Franklin assembled a board of trustees from among the leading citizens of Philadelphia, the first such non-sectarian board in America. At the first meeting of the 24 members of the Board of Trustees (November 13, 1749) the issue of where to locate the school was a prime concern. Although a lot across Sixth Street from Independence Hall was offered without cost by James Logan, its owner, the Trustees realized that the building erected in 1740, which was still vacant, would be an even better site. The original sponsors of the dormant building still owed considerable construction debts and asked Franklin’s group to assume their debts and, accordingly, their inactive trusts. On February 1, 1750 the new board took over the building and trusts of the old board. On August 13, 1751 the Academy of Philadelphia, using the great hall at 4th and Arch Streets, took in its first secondary students. A charity school also was opened in accordance with the intentions of the original “New Building” donors, although it lasted only a few years. In 1755, the College of Philadelphia was chartered, paving the way for the addition of undergraduate instruction. All three schools shared the same Board of Trustees and were considered to be part of the same institution.
The institution of higher learning was known as the College of Philadelphia from 1755 to 1779. In 1779, not trusting then-provost the Rev. William Smith’s loyalist tendencies, the revolutionary State Legislature created a University of the State of Pennsylvania. The result was a schism, with Smith continuing to operate an attenuated version of the College of Philadelphia. In 1791 the legislature issued a new charter, merging the two institutions into the University of Pennsylvania with twelve men from each institution on the new board of trustees.
Penn has three claims to being the first university in the United States, according to university archives director Mark Frazier Lloyd: the 1765 founding of the first medical school in America made Penn the first institution to offer both “undergraduate” and professional education; the 1779 charter made it the first American institution of higher learning to take the name of “University”; and existing colleges were established as seminaries.

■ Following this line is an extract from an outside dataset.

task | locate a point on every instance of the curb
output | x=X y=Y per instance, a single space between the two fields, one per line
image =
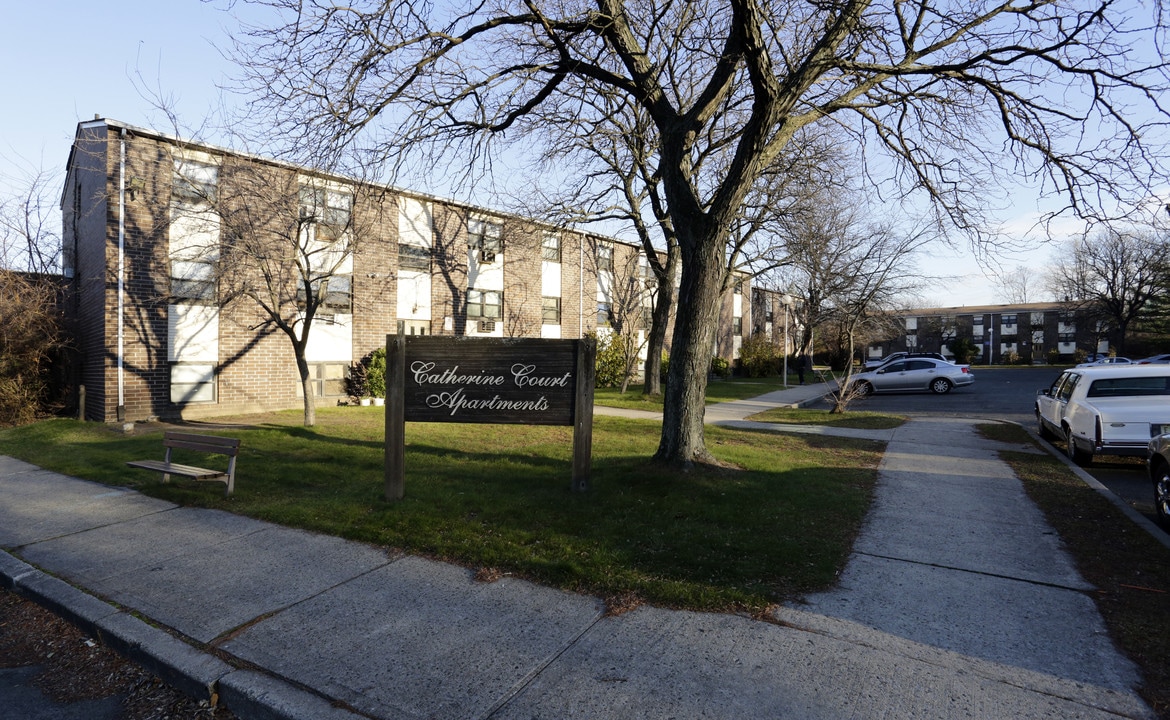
x=1140 y=520
x=199 y=674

After being located in downtown Philadelphia for more than a century, the campus was moved across the Schuylkill River to property purchased from the Blockley Almshouse in West Philadelphia in 1872, where it has since remained in an area now known as University City. Although Penn began operating as an academy or secondary school in 1751 and obtained its collegiate charter in 1755, it initially designated 1750 as its founding date; this is the year which appears on the first iteration of the university seal. Sometime later in its early history, Penn began to consider 1749 as its founding date; this year was referenced for over a century, including at the centennial celebration in 1849. In 1899, the board of trustees voted to adjust the founding date earlier again, this time to 1740, the date of “the creation of the earliest of the many educational trusts the University has taken upon itself.” The board of trustees voted in response to a three-year campaign by Penn’s General Alumni Society to retroactively revise the university’s founding date to appear older than Princeton University, which had been chartered in 1746.